I feel like a kid in a candy shop. Some of these tricks would take way too long to reverse engineer correctly based on the papers. I hope that the releases this week start a renaissance of the use of MoE as baseline academic models.
- Efficient and optimized all-to-all communication - Both intranode and internode support with NVLink and RDMA - High-throughput kernels for training and inference prefilling - Low-latency kernels for inference decoding - Native FP8 dispatch support - Flexible GPU resource control for computation-communication overlapping X: https://x.com/deepseek_ai/status/1894211757604049133
You gotta love these guys, they're really pushing the open source frontier for all of us, thanks for sharing
Open AI™ (with a space)
Kind of ironic that DeepSeek is more Open than ChatGPT
They do it for their own reasons, but OpenAI are straight up liars and they are neither open nor give a fuck about humanity.
OpenAyyyyI swear babe I’m gonna open it up any day. Yeah for that grated good or whatever it is you keep yappin about.
I hope you're reading this Sam Altman:
Make Open AI open.
Or else you'll lose to the ecosystem.
Now it includes the highly anticipated PTX! Of course, I don’t understand it, but I’ve already click the star and even the fork button, which basically means I’ve mastered it, right? I feel incredibly powerful right now...
Is the PTX that everyone was looking forward to included this time?
Yes, there's some in the csrc/kernels directory. Search for 'asm' to find uses of it.
> the PTX that everyone was looking forward to
explanation for the rest of us why this is so important?
The PTX instructions they talked about in the tech report should be pointing to the code here?
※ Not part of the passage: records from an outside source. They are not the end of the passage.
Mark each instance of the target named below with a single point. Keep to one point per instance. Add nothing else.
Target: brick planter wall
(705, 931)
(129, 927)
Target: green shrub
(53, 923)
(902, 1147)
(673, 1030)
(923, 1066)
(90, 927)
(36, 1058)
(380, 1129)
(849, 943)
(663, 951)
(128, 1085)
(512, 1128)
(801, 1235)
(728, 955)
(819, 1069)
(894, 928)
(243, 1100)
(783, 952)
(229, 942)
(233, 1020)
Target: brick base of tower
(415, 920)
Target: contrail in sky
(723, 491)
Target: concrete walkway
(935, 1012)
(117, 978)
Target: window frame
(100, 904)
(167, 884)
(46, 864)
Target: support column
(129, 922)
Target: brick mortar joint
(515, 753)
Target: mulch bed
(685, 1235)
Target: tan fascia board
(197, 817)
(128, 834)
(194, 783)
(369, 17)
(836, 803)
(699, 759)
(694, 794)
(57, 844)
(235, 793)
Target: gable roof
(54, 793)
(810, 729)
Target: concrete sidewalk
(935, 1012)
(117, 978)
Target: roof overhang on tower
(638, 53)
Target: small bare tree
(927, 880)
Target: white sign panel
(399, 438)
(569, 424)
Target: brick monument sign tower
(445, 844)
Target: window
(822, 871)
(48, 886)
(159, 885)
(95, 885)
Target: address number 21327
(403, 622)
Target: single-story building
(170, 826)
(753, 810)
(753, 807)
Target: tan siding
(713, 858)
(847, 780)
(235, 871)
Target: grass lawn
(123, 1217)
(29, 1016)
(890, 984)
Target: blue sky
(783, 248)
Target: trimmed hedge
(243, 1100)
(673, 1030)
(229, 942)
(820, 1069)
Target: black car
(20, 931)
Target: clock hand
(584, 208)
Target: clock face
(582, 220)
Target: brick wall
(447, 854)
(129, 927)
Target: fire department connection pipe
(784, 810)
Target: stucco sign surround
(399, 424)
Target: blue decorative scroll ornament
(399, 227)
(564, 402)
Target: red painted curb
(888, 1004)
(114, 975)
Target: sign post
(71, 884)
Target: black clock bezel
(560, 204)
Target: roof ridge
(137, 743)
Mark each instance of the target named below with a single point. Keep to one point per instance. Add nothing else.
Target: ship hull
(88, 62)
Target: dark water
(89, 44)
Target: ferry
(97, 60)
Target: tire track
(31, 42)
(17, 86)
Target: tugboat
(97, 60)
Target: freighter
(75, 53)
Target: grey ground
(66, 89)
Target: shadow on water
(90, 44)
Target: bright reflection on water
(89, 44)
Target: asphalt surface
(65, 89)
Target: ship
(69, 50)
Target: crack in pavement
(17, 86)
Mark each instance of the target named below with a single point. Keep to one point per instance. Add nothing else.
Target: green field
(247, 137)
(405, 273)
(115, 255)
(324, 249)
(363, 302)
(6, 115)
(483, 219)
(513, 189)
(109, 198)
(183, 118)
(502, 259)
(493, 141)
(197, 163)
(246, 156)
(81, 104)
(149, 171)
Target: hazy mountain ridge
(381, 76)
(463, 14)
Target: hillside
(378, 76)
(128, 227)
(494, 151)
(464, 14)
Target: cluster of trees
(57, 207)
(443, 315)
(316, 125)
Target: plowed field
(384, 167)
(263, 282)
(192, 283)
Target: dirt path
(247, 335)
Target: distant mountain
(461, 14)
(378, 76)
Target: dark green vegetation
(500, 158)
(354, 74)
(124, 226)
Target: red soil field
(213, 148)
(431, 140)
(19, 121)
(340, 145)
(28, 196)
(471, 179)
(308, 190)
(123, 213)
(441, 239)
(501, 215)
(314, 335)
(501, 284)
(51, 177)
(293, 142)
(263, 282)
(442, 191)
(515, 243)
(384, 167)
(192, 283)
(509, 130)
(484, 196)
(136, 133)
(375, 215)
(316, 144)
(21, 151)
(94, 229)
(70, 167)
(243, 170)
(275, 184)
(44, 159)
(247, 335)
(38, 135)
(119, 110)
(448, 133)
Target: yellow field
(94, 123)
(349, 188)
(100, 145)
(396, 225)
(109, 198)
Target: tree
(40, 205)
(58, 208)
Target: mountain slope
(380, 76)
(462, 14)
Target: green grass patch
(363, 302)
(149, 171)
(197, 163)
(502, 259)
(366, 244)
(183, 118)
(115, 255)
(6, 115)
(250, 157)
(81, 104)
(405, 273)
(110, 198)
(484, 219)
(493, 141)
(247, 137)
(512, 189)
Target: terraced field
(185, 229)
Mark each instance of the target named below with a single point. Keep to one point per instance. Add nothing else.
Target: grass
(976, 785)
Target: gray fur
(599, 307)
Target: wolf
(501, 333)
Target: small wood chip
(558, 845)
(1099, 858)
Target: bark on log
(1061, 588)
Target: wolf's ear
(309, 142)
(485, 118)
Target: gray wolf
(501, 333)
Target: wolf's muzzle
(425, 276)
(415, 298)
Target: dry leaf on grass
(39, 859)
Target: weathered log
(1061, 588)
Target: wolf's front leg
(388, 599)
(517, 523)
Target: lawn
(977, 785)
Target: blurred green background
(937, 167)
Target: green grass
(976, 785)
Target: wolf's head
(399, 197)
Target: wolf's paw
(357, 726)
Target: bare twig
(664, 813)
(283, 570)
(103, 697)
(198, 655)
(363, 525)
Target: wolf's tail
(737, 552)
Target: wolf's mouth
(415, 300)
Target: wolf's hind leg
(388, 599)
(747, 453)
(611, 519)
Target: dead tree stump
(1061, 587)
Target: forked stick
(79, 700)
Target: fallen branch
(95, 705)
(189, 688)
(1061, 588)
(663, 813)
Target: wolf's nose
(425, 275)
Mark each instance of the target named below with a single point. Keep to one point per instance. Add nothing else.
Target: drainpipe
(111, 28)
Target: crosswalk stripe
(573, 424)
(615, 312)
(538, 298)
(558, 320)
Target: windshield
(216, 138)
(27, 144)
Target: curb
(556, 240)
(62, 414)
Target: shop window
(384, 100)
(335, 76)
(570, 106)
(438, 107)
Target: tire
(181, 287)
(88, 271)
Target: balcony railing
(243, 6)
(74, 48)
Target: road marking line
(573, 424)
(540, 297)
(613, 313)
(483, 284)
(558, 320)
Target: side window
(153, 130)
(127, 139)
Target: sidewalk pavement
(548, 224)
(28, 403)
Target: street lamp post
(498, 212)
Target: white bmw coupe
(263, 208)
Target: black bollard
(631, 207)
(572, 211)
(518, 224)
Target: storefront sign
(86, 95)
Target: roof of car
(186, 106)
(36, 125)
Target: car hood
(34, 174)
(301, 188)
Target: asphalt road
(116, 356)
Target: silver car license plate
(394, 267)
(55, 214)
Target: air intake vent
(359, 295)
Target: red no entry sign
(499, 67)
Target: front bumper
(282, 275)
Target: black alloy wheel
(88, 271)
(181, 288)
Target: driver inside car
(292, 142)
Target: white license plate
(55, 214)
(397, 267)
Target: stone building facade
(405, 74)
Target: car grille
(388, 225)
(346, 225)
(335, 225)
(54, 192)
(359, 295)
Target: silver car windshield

"For extreme performance, we discover and use a behavior-out-of-doc PTX instruction: ld.global.nc.L1::no_allocate.L2::256B. This instruction will lead to an undefined behavior: accessing volatile GPU memory with non-coherent read-only PTX modifiers .nc. But the correctness is tested to be guaranteed with .L1::no_allocate on Hopper architectures, and performance will be much better. If you find kernels not working on some other platforms, you may add DISABLE_AGGRESSIVE_PTX_INSTRS=1 to setup.py and disable this, or file an issue."
this might help: https://x.com/main_horse/status/1894215779521794058/photo/1
Round 2 of open source releases from an actual "Open AI™" company and licensed under MIT.
Once again, DeepSeek is more open than the $157B+ one that is claiming to be "Open".
Almost no-one is talking about Meta's Llama and everyone should expect them to release Llama 4 with reasoning.
The objective is to not be squeezed in the middle of the race to zero.